When we got there, I saw familiar faces. The nurses that had taken such good care of me were there waiting. They had told me after the PE, that the next time I came back it better be for the birth of the baby. That had been just over a week ago. Doug and Beverly helped me into a hospital gown and the nurses hurried to start my IV. Once they gave me the Morphine the pain faded away for a short time. I was scheduled to have the Morphine every 2 hours, but it only seemed to last about an hour and a half. Then I was back to where I was before, trembling, vomiting, whimpering. Dr. R came to visit and told me he thought I most likely had a ruptured ovarian cyst, but that there was also the possibility that it was ovarian torsion. Ovarian torsion is the twisting of an ovary, which can result in a loss of blood flow to the ovary. For that reason, Dr. R scheduled an ultrasound. The ultrasound would show if there was appropriate blood flow.

It wasn't long after Dr. R left before someone came to take me down to radiology. The ultrasound showed that blood flow was still evident. However, each time the Morphine wore off, I was still in significant pain.

The next day the pain had subsided enough so that I could be on a lower dosage. Dr. R let me know that he would like me to switch over to an oral pain reliever if my condition continued to improve. That would mean that I wouldn't have to drag my IV pole with me to and from the bathroom. That was good because I was having enough trouble just getting in and out of bed as it was and I didn't need anything else slowing me down.

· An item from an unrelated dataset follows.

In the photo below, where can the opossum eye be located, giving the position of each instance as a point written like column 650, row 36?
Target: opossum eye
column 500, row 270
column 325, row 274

Over the course of the next day, I felt better. I had started taking Lortab, and was able to move around slightly faster. I didn't need Doug's assistance when getting in and out of the bed either. Dr. R was convinced it must have been a ruptured cyst and was even discussing the idea of me being discharged within the next day or so. That night, I woke up to use the bathroom and I felt feverish. I called my nurse, Elizabeth, and asked if I could have some Tylenol. She took my temperature and seemed alarmed when she saw the reading. She left the room for a minute and let me know she had paged Dr. R. When he called back, he ordered some blood work and another ultrasound of my ovaries.

The next morning I felt feverish again and a general malaise that I hadn't had before. I also noticed a raised lump on the right side of my abdomen, beside my belly button. This time, instead of being taken down to radiology for my ultrasound, someone came to my room with the machine. The technician told me that the blood flow to my right ovary was almost non-existent. It wasn't long after the technician left, before Dr. R arrived. He explained that the values from my blood work were dangerously far from where they should be. He examined me and felt the bulge on the right side of my stomach. He told me that he was going to consult with Dr. K and I was most likely headed for emergency surgery.